My healthy habits were really what made me feel like a new character. My interest in education led me to do everything exactly the way that I should. Eating required servings of daily nutrition and exercising vigorously. Sharpening my brain with Neuro-bics. My interests had stretched to researching online and applying everything that I'd learned about the 8 intelligences. My aspiring pursuits and my financial status conflicted, so I chose to improvise. I wanted to learn drums, I went to Toys R Us and bought a $20 child electric drum set. Through search engines online, I taught myself the fundamentals of music. A paradiddle and reverse paradiddle was first. I went to the library and rented out books, cd's and dvd's on "how to's" for learning Spanish. I was jogging farther and farther everyday while I would listen to Spanish tutorials on cell phone applications I downloaded, for free, on the Android market. My phone eventually would download every single, free productivity and self-help application. Applications that were didactic and helpful for my brain. I am repulsed by eating vegetables so I bought an emulsifier and grinded up the most nutrient dense vegetables and fruits, according to the A.N.D.I Rating System. I make myself multiple servings of nutrient dense health smoothies that I actually enjoy. At this point, I am applying guerrilla style life hacks. The more I discovered online, the easier things became for me. I was perplexed by the fact that everyone doesn't search online for information that will make you an extraordinary person. These are a couple things that I have written extensive notes on(regarding online research): "How to Charm Women" "Tricks for a Better Memory" "What Healthy Habits Should I Adopt."
Soon, I felt like everything there is to know is now written in the research journals I had bought from the dollar store. If you have written down everything there is to know, whether you remember it all or not, it justly earns an importance. Auto-didactics pursue their interests, which is understanding the unknown. It is your self-ignorance that prevents you from seeing the big picture. The big picture is that we have an obligation to ourselves, for those around us, to develop our body, mind, and spirit accordingly, to that which all geniuses can agree upon. If you pursue understanding things, you are in the pursuit of happiness.

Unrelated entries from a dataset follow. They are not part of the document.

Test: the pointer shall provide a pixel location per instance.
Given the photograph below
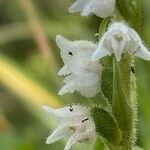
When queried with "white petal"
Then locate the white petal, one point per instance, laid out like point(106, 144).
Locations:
point(103, 8)
point(118, 47)
point(64, 71)
point(69, 87)
point(81, 52)
point(73, 140)
point(90, 91)
point(143, 53)
point(87, 10)
point(50, 111)
point(140, 51)
point(78, 5)
point(58, 134)
point(101, 50)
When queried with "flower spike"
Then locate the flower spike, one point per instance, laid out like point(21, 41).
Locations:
point(120, 39)
point(101, 8)
point(75, 122)
point(78, 68)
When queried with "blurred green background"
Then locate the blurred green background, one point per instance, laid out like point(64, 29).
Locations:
point(29, 62)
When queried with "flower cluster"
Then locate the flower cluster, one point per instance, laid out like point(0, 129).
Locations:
point(74, 122)
point(82, 69)
point(120, 39)
point(78, 68)
point(101, 8)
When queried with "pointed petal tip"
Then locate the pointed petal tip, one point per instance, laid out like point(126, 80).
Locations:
point(60, 93)
point(71, 10)
point(58, 37)
point(44, 107)
point(94, 58)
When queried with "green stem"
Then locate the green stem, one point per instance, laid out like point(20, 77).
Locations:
point(122, 105)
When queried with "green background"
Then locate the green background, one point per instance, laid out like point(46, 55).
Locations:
point(29, 62)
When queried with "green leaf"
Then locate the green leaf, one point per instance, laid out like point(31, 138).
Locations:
point(124, 99)
point(106, 125)
point(107, 78)
point(131, 11)
point(99, 144)
point(103, 25)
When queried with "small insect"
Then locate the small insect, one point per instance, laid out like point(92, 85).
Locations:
point(133, 70)
point(71, 109)
point(70, 53)
point(85, 120)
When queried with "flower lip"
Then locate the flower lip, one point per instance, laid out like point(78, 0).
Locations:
point(119, 39)
point(80, 128)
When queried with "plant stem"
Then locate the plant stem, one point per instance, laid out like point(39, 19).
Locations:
point(124, 100)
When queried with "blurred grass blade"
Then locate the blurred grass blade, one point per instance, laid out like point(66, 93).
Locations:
point(15, 80)
point(33, 96)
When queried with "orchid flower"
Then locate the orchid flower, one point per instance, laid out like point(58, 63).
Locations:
point(101, 8)
point(75, 122)
point(78, 68)
point(120, 39)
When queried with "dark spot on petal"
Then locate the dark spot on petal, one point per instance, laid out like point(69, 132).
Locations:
point(133, 70)
point(71, 109)
point(70, 53)
point(85, 120)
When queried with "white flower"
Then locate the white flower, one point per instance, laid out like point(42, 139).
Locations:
point(81, 74)
point(120, 39)
point(75, 122)
point(101, 8)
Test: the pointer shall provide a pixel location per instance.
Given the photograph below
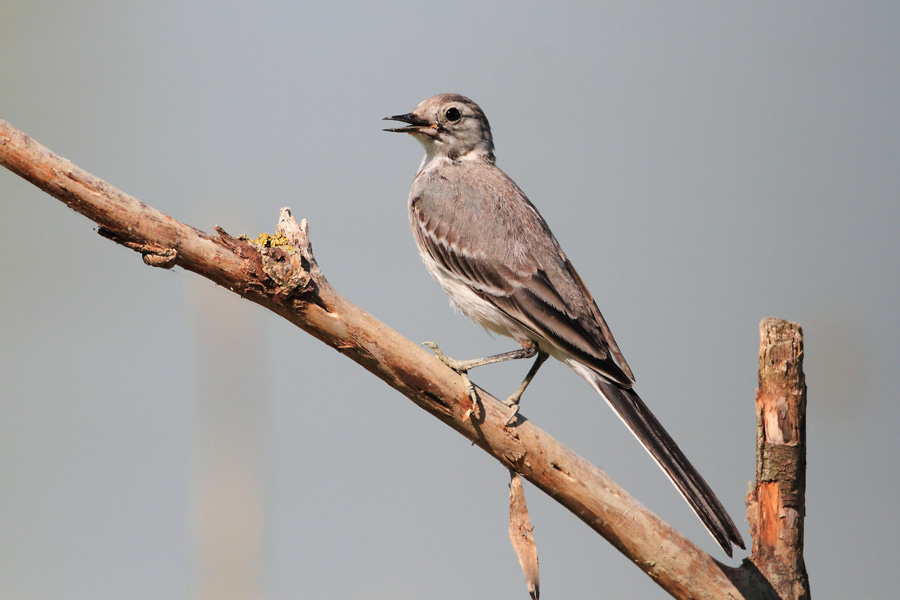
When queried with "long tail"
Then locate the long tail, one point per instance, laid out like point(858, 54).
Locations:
point(648, 430)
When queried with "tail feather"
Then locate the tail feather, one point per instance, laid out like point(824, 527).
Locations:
point(650, 433)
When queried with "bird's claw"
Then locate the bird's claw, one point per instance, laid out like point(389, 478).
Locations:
point(513, 403)
point(460, 367)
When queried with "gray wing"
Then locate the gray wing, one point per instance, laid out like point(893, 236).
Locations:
point(479, 226)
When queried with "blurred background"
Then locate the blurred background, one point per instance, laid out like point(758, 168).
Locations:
point(704, 166)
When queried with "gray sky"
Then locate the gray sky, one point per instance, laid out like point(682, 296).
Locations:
point(703, 166)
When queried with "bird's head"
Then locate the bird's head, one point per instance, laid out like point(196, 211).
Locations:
point(449, 125)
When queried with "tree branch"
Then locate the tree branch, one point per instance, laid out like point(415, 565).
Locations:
point(287, 281)
point(777, 505)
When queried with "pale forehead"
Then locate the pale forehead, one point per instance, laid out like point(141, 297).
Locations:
point(435, 103)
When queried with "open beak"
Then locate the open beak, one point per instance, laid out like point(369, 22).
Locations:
point(416, 124)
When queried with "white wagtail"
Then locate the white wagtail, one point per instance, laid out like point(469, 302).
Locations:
point(486, 244)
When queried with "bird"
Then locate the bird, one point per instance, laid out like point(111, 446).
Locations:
point(494, 255)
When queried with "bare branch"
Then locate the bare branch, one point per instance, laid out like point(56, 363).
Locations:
point(776, 506)
point(286, 280)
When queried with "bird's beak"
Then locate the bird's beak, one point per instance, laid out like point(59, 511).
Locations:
point(416, 124)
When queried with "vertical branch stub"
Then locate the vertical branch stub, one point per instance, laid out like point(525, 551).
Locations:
point(776, 505)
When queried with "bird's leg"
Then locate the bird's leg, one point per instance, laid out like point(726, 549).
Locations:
point(513, 401)
point(462, 366)
point(528, 350)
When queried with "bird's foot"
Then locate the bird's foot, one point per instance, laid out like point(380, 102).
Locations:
point(462, 367)
point(513, 403)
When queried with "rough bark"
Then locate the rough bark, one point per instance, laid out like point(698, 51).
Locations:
point(286, 280)
point(776, 506)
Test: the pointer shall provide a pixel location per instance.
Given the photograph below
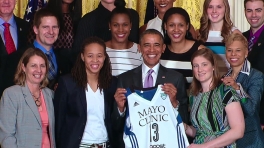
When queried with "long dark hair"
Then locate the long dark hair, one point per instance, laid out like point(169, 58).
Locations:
point(75, 10)
point(169, 13)
point(79, 71)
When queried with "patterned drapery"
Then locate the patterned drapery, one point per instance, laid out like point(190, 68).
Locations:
point(193, 7)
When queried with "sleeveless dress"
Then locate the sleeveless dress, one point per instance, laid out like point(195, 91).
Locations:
point(208, 114)
point(180, 62)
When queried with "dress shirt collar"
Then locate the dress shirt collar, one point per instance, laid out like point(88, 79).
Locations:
point(11, 21)
point(37, 45)
point(245, 68)
point(145, 69)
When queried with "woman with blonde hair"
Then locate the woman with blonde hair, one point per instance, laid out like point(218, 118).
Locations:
point(216, 115)
point(216, 26)
point(26, 109)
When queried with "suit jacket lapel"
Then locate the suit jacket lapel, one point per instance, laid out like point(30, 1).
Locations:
point(161, 75)
point(30, 101)
point(137, 77)
point(49, 105)
point(82, 96)
point(260, 40)
point(19, 33)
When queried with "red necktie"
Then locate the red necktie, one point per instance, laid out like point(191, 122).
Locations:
point(9, 43)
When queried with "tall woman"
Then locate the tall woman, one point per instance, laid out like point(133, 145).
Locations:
point(216, 115)
point(123, 53)
point(215, 27)
point(179, 43)
point(248, 82)
point(26, 109)
point(84, 99)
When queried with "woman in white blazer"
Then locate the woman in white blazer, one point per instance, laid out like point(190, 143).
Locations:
point(26, 109)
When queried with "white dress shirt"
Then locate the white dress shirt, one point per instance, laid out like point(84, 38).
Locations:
point(154, 74)
point(95, 130)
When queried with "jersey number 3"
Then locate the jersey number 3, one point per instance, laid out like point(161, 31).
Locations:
point(155, 129)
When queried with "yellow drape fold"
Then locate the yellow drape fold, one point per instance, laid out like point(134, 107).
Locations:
point(193, 7)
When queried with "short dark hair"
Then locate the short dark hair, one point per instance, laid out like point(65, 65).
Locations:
point(120, 9)
point(207, 53)
point(245, 2)
point(79, 71)
point(43, 12)
point(150, 31)
point(168, 14)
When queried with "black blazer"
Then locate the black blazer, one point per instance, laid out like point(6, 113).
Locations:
point(71, 112)
point(134, 78)
point(8, 63)
point(256, 59)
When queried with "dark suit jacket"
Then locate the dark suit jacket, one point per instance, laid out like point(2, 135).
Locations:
point(71, 112)
point(134, 78)
point(253, 85)
point(8, 63)
point(256, 58)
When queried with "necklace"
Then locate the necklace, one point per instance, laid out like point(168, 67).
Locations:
point(37, 100)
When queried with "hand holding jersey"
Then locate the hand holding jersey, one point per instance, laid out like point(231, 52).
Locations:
point(168, 89)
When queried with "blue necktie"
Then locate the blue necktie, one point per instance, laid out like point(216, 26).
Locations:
point(51, 72)
point(251, 43)
point(149, 79)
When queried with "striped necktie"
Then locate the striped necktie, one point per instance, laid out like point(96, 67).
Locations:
point(51, 72)
point(251, 43)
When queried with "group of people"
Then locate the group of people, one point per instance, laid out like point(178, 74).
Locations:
point(97, 81)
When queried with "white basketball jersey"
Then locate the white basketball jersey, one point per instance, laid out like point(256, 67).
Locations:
point(152, 122)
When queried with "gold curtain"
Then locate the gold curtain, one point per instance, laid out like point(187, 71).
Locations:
point(193, 7)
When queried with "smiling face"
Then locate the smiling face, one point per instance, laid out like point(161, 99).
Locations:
point(176, 27)
point(236, 53)
point(120, 27)
point(203, 70)
point(254, 12)
point(151, 47)
point(35, 70)
point(93, 58)
point(47, 32)
point(216, 11)
point(163, 5)
point(6, 8)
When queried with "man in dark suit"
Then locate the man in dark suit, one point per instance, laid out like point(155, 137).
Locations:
point(254, 12)
point(151, 46)
point(18, 29)
point(46, 28)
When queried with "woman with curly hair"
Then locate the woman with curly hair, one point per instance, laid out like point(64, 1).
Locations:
point(216, 26)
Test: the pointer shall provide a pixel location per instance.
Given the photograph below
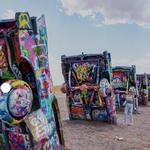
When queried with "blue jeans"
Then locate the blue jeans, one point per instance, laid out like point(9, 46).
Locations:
point(128, 113)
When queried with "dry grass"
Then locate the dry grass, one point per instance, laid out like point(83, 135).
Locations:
point(56, 89)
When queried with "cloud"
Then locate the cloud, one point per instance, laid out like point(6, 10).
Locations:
point(110, 12)
point(55, 69)
point(8, 14)
point(142, 64)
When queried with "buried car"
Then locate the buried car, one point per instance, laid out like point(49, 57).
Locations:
point(29, 114)
point(142, 84)
point(88, 86)
point(123, 78)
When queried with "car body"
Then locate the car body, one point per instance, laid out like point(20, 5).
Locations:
point(142, 84)
point(88, 86)
point(123, 77)
point(29, 114)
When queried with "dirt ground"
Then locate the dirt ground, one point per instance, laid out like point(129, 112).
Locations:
point(89, 135)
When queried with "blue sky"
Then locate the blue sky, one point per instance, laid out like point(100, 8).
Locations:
point(91, 26)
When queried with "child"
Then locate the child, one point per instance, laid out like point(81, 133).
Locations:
point(128, 111)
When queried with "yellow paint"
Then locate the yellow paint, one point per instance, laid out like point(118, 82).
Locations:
point(24, 20)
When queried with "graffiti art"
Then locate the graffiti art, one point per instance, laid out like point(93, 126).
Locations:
point(29, 113)
point(88, 86)
point(123, 78)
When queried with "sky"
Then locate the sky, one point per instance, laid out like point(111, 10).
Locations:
point(122, 27)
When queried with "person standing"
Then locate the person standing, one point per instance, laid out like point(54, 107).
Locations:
point(128, 111)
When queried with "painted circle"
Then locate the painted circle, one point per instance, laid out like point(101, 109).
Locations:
point(5, 87)
point(20, 101)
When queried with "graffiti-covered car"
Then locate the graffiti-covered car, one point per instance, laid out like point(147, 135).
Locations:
point(142, 84)
point(123, 78)
point(88, 86)
point(29, 114)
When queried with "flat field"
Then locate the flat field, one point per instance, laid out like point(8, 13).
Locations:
point(92, 135)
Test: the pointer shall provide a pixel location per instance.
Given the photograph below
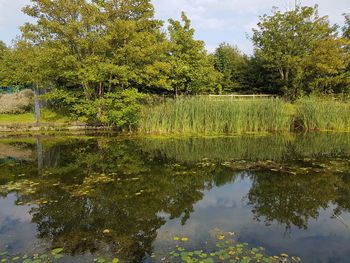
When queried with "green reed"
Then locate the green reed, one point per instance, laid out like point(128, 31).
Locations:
point(203, 115)
point(323, 114)
point(213, 116)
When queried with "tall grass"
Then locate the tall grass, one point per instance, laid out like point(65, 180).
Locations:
point(323, 114)
point(202, 115)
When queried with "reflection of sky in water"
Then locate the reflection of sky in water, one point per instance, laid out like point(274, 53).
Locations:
point(16, 230)
point(326, 239)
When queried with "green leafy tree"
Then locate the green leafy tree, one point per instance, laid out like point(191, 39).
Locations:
point(3, 48)
point(229, 61)
point(191, 70)
point(98, 46)
point(303, 48)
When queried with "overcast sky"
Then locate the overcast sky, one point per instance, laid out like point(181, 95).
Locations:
point(215, 21)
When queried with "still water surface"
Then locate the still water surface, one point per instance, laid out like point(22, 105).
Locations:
point(277, 191)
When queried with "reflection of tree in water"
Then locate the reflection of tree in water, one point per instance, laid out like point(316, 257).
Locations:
point(294, 199)
point(129, 206)
point(149, 178)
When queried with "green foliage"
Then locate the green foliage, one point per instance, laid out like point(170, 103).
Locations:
point(191, 70)
point(230, 63)
point(323, 114)
point(17, 103)
point(97, 45)
point(120, 109)
point(205, 115)
point(303, 49)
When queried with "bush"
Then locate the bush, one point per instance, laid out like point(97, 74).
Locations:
point(120, 109)
point(17, 103)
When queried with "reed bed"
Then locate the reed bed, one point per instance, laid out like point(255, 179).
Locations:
point(202, 115)
point(323, 114)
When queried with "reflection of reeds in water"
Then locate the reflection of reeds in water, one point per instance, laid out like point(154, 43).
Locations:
point(205, 116)
point(202, 115)
point(323, 114)
point(342, 221)
point(270, 147)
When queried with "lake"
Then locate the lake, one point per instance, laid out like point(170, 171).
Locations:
point(104, 196)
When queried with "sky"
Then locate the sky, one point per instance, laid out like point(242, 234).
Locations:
point(215, 21)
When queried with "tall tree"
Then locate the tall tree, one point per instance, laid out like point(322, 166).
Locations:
point(303, 48)
point(100, 45)
point(191, 70)
point(229, 61)
point(3, 48)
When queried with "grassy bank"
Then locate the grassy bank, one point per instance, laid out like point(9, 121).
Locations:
point(47, 116)
point(202, 115)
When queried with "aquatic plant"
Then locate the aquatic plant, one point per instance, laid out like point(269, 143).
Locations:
point(202, 115)
point(323, 114)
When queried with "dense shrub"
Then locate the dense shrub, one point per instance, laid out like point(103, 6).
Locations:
point(118, 109)
point(17, 103)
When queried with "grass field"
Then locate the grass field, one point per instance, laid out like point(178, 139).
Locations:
point(203, 115)
point(47, 116)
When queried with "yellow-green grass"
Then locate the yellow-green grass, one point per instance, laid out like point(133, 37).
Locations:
point(202, 115)
point(323, 114)
point(17, 118)
point(47, 116)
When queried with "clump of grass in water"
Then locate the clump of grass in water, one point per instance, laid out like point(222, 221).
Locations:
point(202, 115)
point(323, 114)
point(342, 221)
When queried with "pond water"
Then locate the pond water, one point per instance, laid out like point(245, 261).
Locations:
point(106, 196)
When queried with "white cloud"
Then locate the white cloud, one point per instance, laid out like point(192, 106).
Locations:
point(215, 21)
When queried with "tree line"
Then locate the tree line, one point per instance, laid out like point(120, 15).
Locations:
point(100, 52)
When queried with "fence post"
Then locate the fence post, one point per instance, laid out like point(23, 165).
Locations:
point(37, 110)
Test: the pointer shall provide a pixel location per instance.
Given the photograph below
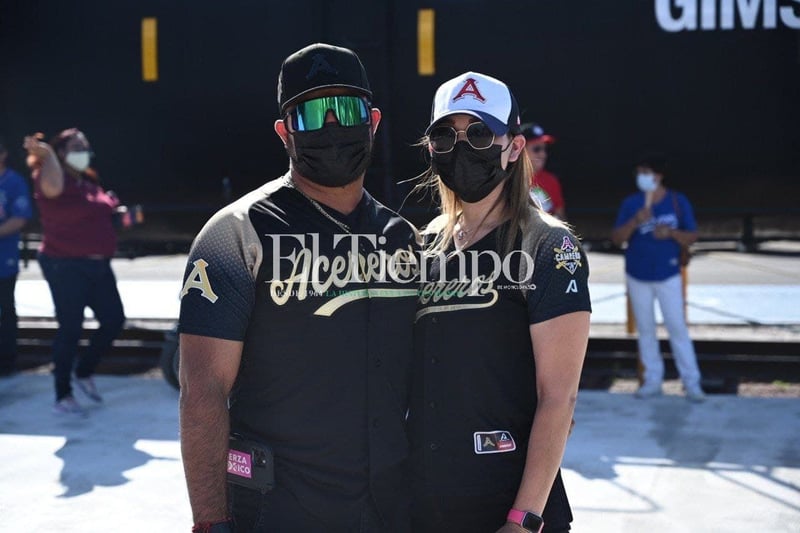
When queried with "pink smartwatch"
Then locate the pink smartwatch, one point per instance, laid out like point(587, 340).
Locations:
point(530, 521)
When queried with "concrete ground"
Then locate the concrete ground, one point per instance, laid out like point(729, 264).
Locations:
point(659, 465)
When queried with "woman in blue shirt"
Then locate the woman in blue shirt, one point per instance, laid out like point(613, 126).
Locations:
point(656, 223)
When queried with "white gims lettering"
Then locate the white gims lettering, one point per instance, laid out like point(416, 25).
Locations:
point(198, 279)
point(721, 14)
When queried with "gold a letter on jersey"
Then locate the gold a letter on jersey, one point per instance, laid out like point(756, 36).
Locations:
point(198, 279)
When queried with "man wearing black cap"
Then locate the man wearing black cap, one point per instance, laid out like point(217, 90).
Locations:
point(296, 321)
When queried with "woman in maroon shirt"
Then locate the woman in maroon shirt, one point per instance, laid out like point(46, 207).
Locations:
point(78, 241)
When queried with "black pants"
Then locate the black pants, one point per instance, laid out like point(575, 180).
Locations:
point(473, 514)
point(77, 283)
point(279, 511)
point(8, 325)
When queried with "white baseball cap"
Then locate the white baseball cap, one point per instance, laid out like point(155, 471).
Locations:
point(481, 96)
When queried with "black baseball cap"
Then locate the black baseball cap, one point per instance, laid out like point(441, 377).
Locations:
point(320, 66)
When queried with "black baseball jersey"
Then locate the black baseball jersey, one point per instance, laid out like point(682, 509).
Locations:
point(324, 305)
point(474, 387)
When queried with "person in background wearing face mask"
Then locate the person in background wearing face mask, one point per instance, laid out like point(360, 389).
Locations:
point(501, 332)
point(15, 211)
point(656, 222)
point(78, 242)
point(545, 186)
point(302, 293)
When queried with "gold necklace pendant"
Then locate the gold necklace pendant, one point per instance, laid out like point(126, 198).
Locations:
point(319, 208)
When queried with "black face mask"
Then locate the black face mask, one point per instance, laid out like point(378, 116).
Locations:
point(471, 174)
point(332, 156)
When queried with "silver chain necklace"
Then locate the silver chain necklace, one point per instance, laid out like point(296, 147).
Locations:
point(319, 208)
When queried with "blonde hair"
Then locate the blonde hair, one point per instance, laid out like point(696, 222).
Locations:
point(517, 205)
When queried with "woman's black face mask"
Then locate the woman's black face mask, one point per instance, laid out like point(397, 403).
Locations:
point(332, 156)
point(471, 174)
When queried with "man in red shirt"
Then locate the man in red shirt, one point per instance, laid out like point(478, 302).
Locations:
point(545, 187)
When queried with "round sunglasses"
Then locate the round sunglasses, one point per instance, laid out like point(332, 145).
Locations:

We truly are in the information age. If you don't know something, and it interests you.. don't hesitate to learn about it. Even if you briefly look over the basics. Something as complicated as rocket science has fundamental learning that connects with other sciences. If you study music, then you, indirectly, study math. Put aside the thought process hardwired into our brains and exhibit executive thinking skills. Don't know what those are... look them up on any search engine(Google, Bing, Yahoo). Did ya know that there are meta search engines that act as webcrawlers combining all of these providers into one? Monstercrawler.com is a site that does just that. You also don't have to worry about Google selling your sensitive information that you so willingly provide them via terms of agreement of use. Your laziness or closed-mind may be counteracted by realizing there is something interesting you can relate it to. Like a mneumonic technique. Make those connections between "What you don't know", "Why you want to learn it" and "How are you properly going extrapolate the information that really makes you go "ah-ha"(e.g.- recording in journals). The "ah-ha" is the interest that I am speaking of. That is the defining moment when you make a neural connection and suddenly you feel like you have discovered treasure. A treasure so invaluable that if one never experienced those "ah-ha" moments, ones purpose in life is meaningless.
Your self-interest, not your IQ, in particular, is what divides you from other genius's. It also may be what divides you from being an ignoramus because you don't have to learn if you don't want to. But if you do put forth initiative and create ideas constantly. Figure things out for yourself and never take shortcuts. Don't cheat yourself because half the fun is the hunt.